MCXGrayCode

class MCXGrayCode(num_ctrl_qubits=None, label=None, ctrl_state=None)[source]

Implement the multi-controlled X gate using the Gray code.

This delegates the implementation to the MCU1 gate, since \(X = H \cdot U1(\pi) \cdot H\).

Create new MCX gate.

Attributes

MCXGrayCode.ctrl_state

Return the control state of the gate as a decimal integer.

MCXGrayCode.decompositions

Get the decompositions of the instruction from the SessionEquivalenceLibrary.

MCXGrayCode.definition

Return definition in terms of other basic gates.

MCXGrayCode.label

Return gate label

MCXGrayCode.num_ancilla_qubits

The number of ancilla qubits.

MCXGrayCode.num_ctrl_qubits

Get number of control qubits.

MCXGrayCode.params

return instruction params.

Methods

MCXGrayCode.add_decomposition(decomposition)
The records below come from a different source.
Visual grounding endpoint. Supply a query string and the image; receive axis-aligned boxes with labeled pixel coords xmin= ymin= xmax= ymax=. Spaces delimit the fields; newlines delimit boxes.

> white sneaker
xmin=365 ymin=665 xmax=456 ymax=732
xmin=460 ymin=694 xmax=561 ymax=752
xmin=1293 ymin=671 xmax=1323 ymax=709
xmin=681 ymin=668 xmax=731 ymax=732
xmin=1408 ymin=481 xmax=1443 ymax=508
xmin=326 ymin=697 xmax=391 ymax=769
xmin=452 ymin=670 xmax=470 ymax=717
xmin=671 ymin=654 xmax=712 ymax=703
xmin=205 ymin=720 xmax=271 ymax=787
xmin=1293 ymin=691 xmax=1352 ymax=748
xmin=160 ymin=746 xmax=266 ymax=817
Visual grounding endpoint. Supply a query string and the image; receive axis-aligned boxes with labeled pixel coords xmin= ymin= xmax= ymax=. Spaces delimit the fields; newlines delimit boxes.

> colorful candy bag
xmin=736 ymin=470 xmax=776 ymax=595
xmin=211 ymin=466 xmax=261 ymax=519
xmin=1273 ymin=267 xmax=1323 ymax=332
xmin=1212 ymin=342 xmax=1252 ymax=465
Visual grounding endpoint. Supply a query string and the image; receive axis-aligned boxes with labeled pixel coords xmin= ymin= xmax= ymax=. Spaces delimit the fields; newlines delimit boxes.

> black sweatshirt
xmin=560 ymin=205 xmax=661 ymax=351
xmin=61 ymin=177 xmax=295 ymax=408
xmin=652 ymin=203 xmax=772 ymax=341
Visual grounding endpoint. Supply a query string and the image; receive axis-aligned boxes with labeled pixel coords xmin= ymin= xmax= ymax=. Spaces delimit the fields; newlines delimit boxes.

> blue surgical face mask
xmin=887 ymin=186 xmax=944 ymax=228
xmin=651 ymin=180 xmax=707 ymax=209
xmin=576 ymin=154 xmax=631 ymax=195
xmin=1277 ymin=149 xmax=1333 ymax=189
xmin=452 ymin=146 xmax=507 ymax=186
Add a decomposition of the instruction to the SessionEquivalenceLibrary.

MCXGrayCode.assemble()

Assemble a QasmQobjInstruction

MCXGrayCode.broadcast_arguments(qargs, cargs)

Validation and handling of the arguments and its relationship.

MCXGrayCode.c_if(classical, val)

Add classical condition on register classical and value val.

MCXGrayCode.control([num_ctrl_qubits, …])

Return a multi-controlled-X gate with more control lines.

MCXGrayCode.copy([name])

Copy of the instruction.

MCXGrayCode.get_num_ancilla_qubits(…[, mode])

Get the number of required ancilla qubits without instantiating the class.

MCXGrayCode.inverse()

Invert this gate.

MCXGrayCode.is_parameterized()

Return True .IFF.

MCXGrayCode.mirror()

DEPRECATED: use instruction.reverse_ops().

MCXGrayCode.power(exponent)

Creates a unitary gate as gate^exponent.

MCXGrayCode.qasm()

Return a default OpenQASM string for the instruction.

MCXGrayCode.repeat(n)

Creates an instruction with gate repeated n amount of times.

MCXGrayCode.reverse_ops()

For a composite instruction, reverse the order of sub-instructions.

MCXGrayCode.to_matrix()

Return a Numpy.array for the gate unitary matrix.